Euler plot of the 36 potential alteration‐specific proteins. Proteins highlighted in black were significantly under‐expressed, while those in red were significantly overexpressed within the specific sample group. The proteins positioned at the bottom of the figure exhibit distinct expression patterns across multiple groups. A blue line indicates significant differences in expression between the connected groups, with overexpression occurring in the sample groups highlighted in red.

Fig. 5

Phosphoproteomic analysis of the EML4–ALK, EGFR, KRAS, and WT sample groups. (A) UMAP representation of the 82 samples based on the 384 phosphosites quantified using maxquant and considered for statistical analysis. Different colors mark the four sample groups (blue for EML4–ALK, yellow for EGFR, green for KRAS, and magenta for wild‐type). (B) Heatmap with hierarchical clustering of the 183 phosphosites significantly altered (false discovery rate < 0.05, fold change > 2) between the groups (log2 phosphosite intensity values are Z‐scored).

Fig. 6

Euler plot of the 52 potential alteration‐specific phosphosites. Phosphosites highlighted in black showed significantly decreased phosphorylation, while those in red showed significantly increased phosphorylation within the specific sample group. The phosphosites positioned at the bottom of the figure exhibit distinct phosphorylation patterns across multiple groups. A blue line indicates significant differences in phosphorylation between the connected groups, with increased phosphorylation occurring in the sample groups highlighted in red.

Fig. 7

Visualization of functional enrichment analysis in string for Gene Ontology Biological Process (GOBP) terms of 44 phosphoproteins with potential alteration‐specific phosphosites. The size of the dots corresponds to the number of genes associated with the term, and the color represents the false discovery rate (FDR).

Fig. 8

Result of the kinase–substrate enrichment analysis (KSEA). Kinase scores based on KSEA of 202 kinase–substrate pairs (number of substrates ≥ 3).
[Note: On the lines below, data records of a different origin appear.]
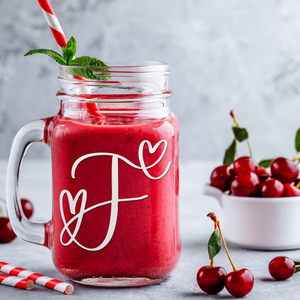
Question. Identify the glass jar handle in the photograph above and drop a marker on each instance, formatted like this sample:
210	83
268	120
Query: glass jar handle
36	233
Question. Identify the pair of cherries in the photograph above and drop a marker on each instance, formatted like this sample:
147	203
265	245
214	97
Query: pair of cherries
6	232
247	179
212	280
239	283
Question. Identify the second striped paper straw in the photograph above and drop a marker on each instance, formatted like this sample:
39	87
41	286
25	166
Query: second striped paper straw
18	282
39	279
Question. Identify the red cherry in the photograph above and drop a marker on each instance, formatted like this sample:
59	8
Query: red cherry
262	171
221	177
211	280
272	188
281	268
6	232
245	164
263	177
285	170
246	185
27	207
239	283
290	190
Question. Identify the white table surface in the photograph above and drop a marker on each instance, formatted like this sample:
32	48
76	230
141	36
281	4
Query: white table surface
35	184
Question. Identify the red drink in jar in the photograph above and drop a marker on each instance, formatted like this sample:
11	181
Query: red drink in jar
115	178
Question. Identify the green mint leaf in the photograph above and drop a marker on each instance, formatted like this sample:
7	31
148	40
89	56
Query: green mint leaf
297	269
53	54
266	163
230	153
297	141
214	244
240	134
78	68
70	50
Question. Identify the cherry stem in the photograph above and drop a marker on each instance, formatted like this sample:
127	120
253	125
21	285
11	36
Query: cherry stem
238	125
212	260
217	223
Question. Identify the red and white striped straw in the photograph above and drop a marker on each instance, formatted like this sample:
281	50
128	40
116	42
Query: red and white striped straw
53	23
39	279
21	283
61	41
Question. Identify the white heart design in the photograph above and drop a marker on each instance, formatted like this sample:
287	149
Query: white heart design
152	150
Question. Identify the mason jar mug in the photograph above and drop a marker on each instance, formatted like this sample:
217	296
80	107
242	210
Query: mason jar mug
114	149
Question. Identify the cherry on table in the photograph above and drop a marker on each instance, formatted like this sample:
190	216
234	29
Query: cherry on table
281	268
285	170
246	185
221	177
245	164
211	280
239	283
6	232
290	190
27	207
272	188
262	171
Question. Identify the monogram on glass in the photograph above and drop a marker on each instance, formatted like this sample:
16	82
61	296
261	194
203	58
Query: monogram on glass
114	149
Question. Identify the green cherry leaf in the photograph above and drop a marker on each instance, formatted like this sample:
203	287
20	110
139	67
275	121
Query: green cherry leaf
70	50
240	134
79	65
214	244
230	154
297	269
53	54
266	163
297	141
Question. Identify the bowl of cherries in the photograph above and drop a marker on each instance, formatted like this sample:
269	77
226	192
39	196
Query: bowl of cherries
260	201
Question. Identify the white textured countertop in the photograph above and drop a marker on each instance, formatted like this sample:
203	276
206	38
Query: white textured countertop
35	184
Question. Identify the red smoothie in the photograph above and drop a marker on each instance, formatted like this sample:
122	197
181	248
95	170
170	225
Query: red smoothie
115	196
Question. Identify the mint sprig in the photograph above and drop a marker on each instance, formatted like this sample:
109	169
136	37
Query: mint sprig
214	244
77	65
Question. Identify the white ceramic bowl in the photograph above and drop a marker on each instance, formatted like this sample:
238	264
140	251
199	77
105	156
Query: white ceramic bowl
259	223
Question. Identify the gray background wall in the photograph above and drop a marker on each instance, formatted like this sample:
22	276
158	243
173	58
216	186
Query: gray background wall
233	54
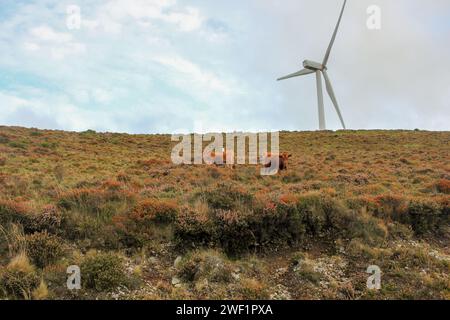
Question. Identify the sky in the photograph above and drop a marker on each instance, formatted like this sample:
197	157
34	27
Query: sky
178	66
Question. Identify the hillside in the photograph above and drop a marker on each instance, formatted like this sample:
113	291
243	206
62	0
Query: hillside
141	227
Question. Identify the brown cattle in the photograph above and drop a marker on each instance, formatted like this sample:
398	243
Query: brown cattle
282	158
220	158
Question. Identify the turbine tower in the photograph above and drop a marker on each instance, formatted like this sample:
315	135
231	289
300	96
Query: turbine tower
319	69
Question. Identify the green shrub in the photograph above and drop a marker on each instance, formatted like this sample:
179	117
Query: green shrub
209	265
152	211
194	227
103	271
18	279
226	197
14	212
426	216
44	249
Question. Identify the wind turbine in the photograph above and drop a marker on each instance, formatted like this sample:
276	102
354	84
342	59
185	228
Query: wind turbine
318	68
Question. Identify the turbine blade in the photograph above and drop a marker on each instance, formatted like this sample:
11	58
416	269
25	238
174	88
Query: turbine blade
322	123
297	74
333	97
330	46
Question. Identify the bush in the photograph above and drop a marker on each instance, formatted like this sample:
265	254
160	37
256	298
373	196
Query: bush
49	219
226	197
92	200
194	227
152	211
44	249
103	271
443	186
18	279
209	265
14	212
425	216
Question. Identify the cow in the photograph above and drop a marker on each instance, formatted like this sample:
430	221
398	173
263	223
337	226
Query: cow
221	158
282	158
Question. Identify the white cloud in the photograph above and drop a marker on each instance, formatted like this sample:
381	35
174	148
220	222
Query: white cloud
190	73
46	33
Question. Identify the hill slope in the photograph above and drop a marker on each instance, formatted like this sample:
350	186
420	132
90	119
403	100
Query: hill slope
115	205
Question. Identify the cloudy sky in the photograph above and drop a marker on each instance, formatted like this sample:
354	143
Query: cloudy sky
147	66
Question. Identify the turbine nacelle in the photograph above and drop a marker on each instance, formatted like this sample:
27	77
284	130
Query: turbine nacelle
320	69
311	65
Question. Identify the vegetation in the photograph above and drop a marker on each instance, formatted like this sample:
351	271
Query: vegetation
140	227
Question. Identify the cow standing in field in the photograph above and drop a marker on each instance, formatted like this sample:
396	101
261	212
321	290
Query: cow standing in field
282	160
221	158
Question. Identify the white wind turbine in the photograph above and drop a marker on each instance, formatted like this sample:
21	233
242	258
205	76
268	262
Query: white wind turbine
317	68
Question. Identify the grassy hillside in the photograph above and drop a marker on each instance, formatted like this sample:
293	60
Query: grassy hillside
140	227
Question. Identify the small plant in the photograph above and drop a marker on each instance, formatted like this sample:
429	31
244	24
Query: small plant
19	278
209	265
44	249
155	211
226	197
103	271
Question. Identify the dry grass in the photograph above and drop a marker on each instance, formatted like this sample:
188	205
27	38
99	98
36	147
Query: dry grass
354	194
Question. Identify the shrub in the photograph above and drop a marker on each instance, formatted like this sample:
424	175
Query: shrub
103	271
226	197
49	219
253	289
425	216
390	206
233	231
152	211
18	279
443	186
91	199
14	212
209	265
194	226
44	249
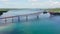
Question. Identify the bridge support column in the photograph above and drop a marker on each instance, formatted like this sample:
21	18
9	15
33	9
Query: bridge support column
18	18
12	19
26	18
37	16
5	20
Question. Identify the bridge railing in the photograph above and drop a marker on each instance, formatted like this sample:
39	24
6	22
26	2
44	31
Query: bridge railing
19	18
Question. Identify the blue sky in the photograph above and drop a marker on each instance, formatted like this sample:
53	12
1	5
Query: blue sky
29	3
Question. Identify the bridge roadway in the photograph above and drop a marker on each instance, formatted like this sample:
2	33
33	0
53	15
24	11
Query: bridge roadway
18	16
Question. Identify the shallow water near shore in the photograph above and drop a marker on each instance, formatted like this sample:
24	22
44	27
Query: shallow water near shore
41	26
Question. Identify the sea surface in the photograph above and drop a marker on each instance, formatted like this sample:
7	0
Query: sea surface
44	25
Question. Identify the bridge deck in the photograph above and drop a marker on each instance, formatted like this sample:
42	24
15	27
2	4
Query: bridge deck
18	16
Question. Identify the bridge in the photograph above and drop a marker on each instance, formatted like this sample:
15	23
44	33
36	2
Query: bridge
11	19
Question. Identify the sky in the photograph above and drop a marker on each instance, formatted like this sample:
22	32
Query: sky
29	3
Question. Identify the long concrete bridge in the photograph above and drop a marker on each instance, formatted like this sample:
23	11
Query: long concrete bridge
6	19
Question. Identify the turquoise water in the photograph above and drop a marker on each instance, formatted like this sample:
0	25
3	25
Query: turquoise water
41	26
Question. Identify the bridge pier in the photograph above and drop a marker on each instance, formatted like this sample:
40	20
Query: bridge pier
37	16
18	18
5	20
26	18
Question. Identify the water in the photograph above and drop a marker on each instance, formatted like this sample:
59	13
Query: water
44	25
41	26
Blue bars for suppressed and red bars for elevated kinase activities (P < 0.05 based on z‐score transformation). Black bars for kinases without significantly altered activities.

Fig. 9

Immunohistochemistry staining of phospho‐p44/42 MAPK (Erk1/2) (Thr202/Tyr204) antibody to assess MAPK3/MAPK1 activity in LUAD tumors. Scale bar: 50 μm. Brown color represents positive staining.

Fig. 10

Immunohistochemistry staining of phospho‐p38 MAPK (Thr180/Tyr182) antibody to assess MAPK11 activity in LUAD tumors. Scale bar: 50 μm. Brown color represents positive staining.